Anti-ENO1 Antibody Assay (ELISA) and T-lymphocyte Activation Analysis (EliSPOT)

[0070] The recombinant human ENO1 protein at a concentration of 2 ug/ml was adhered and incubated overnight at 4? C. Mouse serum samples were diluted 1:50 in PBS containing 1% Bovine Serum Albumin (BSA) and 0.05% Tween-20. After 2 hours at room temperature, the plates were washed 8 times with PBS containing 0.05% Tween 20. A Horse Radish Peroxidase (HRP)-conjugated anti-mouse IgG (GE Healthcare) diluted 1:2000 was then added for one hour at room temperature. After 8 washes as described above, tetramethylbenzidine (TMB) (Tebu Bio, Magenta, Italy) was added for 20 minutes, after which the reaction was stopped with 2N HCI and the plates were read at 450 nm. Positivity was defined as the difference in the absorbance read in the wells in which the sera were incubated on the adhered recombinant ENO1 minus the absorbance of the empty wells in which the sera were incubated without the protein.

[0071] IFN-? production from splenocytes stimulated ex vivo with ENO1 was assessed with a murine IFN-? ELISPOT kit (Immunospot; CTL Europe, Bonn, Germany) following the manufacturer's instructions. Images of the wells were acquired, and the spots were quantified using a microplate reader, together with a computer-assisted image analysis system (Immunospot).

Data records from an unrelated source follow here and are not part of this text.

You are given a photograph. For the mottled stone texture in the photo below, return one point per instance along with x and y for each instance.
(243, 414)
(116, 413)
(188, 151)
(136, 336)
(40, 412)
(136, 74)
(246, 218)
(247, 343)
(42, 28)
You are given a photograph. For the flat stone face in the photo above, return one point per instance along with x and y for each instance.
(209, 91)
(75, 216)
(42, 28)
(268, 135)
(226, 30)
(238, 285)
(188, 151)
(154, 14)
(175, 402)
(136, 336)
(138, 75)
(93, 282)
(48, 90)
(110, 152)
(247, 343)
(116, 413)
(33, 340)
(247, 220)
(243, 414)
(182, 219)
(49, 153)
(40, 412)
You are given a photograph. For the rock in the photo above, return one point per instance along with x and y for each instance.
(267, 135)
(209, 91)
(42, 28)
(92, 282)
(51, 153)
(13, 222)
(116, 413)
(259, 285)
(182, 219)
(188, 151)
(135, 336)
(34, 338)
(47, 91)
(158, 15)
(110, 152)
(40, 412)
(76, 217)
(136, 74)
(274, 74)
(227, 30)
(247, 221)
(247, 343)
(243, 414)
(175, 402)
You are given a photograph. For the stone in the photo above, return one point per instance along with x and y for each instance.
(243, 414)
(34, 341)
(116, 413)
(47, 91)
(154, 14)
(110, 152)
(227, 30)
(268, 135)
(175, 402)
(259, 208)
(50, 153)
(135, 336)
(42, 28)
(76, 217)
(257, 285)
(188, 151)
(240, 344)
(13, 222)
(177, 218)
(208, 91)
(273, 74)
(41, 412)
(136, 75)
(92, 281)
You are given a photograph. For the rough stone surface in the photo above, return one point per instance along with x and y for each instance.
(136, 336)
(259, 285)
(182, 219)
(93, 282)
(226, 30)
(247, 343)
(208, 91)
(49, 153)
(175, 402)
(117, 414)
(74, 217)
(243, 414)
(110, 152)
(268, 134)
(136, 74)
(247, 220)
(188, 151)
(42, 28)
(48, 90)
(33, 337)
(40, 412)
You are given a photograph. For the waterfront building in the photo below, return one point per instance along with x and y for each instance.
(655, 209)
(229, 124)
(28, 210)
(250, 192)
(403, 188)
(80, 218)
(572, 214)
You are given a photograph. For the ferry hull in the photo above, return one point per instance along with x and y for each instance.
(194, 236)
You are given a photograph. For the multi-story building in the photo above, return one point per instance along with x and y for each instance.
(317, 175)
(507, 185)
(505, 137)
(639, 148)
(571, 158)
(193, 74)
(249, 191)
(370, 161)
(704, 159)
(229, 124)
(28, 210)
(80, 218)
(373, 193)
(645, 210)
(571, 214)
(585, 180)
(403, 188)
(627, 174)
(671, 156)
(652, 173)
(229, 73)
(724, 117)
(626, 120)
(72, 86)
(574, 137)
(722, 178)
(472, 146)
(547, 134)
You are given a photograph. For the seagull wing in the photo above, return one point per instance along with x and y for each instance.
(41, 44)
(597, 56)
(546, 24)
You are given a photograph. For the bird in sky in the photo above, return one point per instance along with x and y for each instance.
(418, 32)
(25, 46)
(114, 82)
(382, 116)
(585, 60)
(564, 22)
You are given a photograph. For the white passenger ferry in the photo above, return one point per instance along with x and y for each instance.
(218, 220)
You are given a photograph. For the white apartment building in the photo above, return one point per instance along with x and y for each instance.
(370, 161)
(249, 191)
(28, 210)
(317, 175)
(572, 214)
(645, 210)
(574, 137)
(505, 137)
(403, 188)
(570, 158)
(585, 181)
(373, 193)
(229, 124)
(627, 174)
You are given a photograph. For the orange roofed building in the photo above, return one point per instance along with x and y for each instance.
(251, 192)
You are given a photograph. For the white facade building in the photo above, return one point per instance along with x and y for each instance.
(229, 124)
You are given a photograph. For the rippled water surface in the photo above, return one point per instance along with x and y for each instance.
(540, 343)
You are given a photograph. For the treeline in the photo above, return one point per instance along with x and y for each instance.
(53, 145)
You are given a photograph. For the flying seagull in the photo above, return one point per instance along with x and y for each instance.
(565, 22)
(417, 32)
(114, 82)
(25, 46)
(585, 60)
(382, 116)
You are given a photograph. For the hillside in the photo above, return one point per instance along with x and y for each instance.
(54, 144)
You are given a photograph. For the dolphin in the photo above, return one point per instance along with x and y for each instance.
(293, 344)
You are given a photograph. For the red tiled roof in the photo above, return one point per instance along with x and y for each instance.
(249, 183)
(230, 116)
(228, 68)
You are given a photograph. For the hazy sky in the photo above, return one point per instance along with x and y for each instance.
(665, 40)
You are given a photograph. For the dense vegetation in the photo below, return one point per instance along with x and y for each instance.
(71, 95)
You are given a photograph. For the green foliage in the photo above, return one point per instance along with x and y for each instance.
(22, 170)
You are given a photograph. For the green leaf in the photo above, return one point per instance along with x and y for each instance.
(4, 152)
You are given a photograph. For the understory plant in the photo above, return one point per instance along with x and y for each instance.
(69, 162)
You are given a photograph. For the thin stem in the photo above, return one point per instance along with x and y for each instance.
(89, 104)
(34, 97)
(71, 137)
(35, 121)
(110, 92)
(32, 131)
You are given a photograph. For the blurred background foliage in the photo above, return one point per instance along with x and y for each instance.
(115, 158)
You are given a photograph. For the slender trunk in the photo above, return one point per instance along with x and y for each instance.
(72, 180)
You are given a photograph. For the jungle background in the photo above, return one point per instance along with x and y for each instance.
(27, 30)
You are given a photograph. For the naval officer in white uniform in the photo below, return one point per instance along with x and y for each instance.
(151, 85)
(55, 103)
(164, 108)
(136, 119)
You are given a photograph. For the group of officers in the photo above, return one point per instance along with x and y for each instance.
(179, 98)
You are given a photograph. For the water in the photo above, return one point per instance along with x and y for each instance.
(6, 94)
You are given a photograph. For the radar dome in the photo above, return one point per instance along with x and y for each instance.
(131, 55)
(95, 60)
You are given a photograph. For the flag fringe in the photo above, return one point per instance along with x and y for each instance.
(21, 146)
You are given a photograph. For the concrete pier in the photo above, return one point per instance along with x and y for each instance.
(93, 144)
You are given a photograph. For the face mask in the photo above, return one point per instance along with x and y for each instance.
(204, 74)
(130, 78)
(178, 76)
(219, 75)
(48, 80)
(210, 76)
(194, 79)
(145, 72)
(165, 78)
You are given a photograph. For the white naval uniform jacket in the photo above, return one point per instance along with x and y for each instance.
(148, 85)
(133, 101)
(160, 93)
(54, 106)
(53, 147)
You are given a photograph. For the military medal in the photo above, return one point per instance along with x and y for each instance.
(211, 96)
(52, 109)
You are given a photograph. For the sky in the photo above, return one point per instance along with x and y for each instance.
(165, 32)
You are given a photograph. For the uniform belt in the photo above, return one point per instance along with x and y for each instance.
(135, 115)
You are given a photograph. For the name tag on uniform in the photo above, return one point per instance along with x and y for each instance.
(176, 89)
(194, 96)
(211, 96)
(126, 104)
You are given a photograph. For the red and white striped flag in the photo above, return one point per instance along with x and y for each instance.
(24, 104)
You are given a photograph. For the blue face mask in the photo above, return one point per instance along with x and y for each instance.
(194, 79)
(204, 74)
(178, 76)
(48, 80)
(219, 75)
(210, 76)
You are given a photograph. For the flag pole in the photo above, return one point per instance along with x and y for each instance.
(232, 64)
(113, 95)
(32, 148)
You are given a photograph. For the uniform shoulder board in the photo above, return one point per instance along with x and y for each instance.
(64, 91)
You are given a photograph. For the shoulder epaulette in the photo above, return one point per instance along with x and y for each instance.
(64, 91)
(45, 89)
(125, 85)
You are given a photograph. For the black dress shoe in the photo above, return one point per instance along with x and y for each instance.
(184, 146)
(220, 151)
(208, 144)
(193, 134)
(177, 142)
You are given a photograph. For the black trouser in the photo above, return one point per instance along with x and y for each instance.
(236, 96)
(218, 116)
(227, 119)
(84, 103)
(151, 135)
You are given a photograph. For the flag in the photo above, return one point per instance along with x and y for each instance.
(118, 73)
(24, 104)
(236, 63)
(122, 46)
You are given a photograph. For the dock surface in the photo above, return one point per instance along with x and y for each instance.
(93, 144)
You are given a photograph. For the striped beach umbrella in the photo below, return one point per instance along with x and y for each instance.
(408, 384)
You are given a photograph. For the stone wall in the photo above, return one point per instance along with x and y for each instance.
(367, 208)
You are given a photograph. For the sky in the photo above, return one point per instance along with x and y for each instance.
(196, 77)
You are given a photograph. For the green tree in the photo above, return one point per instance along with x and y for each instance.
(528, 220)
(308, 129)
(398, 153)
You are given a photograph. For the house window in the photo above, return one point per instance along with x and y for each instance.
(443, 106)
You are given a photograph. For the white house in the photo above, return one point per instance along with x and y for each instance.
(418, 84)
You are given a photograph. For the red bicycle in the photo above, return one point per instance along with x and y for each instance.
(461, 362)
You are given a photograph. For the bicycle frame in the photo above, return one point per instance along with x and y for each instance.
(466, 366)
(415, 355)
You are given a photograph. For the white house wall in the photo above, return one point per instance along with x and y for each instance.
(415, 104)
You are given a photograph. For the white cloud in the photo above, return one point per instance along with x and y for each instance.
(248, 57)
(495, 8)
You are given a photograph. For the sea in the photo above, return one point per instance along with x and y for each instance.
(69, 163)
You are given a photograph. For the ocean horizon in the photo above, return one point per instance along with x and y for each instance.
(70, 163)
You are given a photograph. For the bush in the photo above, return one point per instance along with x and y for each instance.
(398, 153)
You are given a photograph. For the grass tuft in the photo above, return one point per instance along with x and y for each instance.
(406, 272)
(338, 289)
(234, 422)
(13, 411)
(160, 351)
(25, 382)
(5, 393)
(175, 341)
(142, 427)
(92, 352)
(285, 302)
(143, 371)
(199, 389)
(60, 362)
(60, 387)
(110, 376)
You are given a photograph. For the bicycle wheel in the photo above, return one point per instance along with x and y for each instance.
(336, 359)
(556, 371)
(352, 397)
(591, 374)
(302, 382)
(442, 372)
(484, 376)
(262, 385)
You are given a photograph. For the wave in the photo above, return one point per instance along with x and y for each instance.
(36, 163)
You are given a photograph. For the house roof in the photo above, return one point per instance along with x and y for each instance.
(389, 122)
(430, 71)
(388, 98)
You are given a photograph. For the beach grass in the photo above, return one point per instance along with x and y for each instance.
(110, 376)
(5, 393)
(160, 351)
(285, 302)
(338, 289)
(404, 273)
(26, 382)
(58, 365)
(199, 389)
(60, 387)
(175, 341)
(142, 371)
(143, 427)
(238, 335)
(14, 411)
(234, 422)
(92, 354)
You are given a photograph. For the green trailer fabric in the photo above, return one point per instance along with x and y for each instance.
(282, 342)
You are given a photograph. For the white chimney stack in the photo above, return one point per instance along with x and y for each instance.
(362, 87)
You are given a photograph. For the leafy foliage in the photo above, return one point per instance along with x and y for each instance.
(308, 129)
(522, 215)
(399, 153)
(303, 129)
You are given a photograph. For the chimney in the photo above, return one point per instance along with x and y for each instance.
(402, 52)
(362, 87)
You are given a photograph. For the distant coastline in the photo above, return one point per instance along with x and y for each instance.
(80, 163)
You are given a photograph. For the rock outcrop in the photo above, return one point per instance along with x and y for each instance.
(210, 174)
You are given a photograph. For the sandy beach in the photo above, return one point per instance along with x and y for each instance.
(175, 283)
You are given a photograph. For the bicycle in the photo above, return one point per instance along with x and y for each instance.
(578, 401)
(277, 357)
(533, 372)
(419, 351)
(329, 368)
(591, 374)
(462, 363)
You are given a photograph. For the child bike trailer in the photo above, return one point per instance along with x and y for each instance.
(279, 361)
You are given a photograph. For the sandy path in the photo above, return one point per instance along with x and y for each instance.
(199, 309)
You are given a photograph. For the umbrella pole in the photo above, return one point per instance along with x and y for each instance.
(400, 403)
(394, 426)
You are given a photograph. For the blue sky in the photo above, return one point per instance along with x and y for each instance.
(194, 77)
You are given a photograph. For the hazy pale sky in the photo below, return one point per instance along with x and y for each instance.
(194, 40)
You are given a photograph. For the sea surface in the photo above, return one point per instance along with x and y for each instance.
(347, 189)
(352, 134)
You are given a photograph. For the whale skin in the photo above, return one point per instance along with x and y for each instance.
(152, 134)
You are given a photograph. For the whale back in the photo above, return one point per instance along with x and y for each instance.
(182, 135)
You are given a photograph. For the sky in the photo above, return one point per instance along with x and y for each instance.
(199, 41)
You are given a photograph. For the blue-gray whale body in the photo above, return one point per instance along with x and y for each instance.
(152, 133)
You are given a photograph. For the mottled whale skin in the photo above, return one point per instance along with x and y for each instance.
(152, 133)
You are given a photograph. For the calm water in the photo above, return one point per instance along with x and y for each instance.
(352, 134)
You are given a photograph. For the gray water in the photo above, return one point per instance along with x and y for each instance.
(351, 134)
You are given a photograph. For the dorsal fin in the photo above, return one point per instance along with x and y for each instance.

Histology and Immunohistochemistry

[0072] The pancreases of the GEM mice were fixed in formalin and embedded in paraffin. The tissues were then stained with hematoxylin and eosin, or with antibodies specific for murine CD4 and CD8. For immunohistochemical staining, peroxidase activity was inhibited by a 3% aqueous hydrogen peroxide solution for 10 minutes. Samples were pre-treated using EDTA buffer at pH9 and incubated with anti-CD4 antibody (Abcam, Cambridge, UK, diluted 1:1000) or anti-CD8 antibody (Abcam, diluted 1:200), for 30 minutes at room temperature. This was followed by incubation with rabbit EnVision antibody (Dako) for 30 minutes at room temperature and then with diaminobenzidine tetrahydrochloride (Dako, Milan, Italy) for 5 minutes. The tissues were scanned (NanoZomer, Hamamatsu, Shizuoka, Japan) and the percentage of positive tumor area and cells in the tumor area was analysed using the QuPath program (University of Edinburgh).

Statistical analysis

[0073] Statistical analysis of the data obtained was performed using the GraphPad program (version 8, San Diego, CA) and the ANOVA test. Statistically significant groups are shown in the respective graphs.

RESULTS

In Silico Prediction of the Epitopes Most Recognized by T-lymphocytes From Healthy Donors in the Full-Length ENO1 Sequence

[0074] Two bioinformatics programs, NetMHC-4.0 and NetMHCII-2.3, were used to identify ENO1 epitopes binding with greater affinity class I and class II HLA molecules, respectively. As is known, the prediction of the binding specificity of class II HLA alleles is less accurate than that of class I due to increased variability in both the length and composition of the bound amino acid sequence, i.e., 9 amino acids for class I HLA alleles and 15 amino acids for class II HLA alleles. As shown in FIG. 1, the peptides of SEQ ID NOs: 1, 2, 4, 5, 8, 9 are among those predicted by the program that are capable of binding most of the HLA-A and HLA-B alleles (panel A and B, respectively). The same analysis, considering the class II DRB1 allele, in the presentation highlights the same peptides as potentially linked by most of the alleles (FIG. 1C).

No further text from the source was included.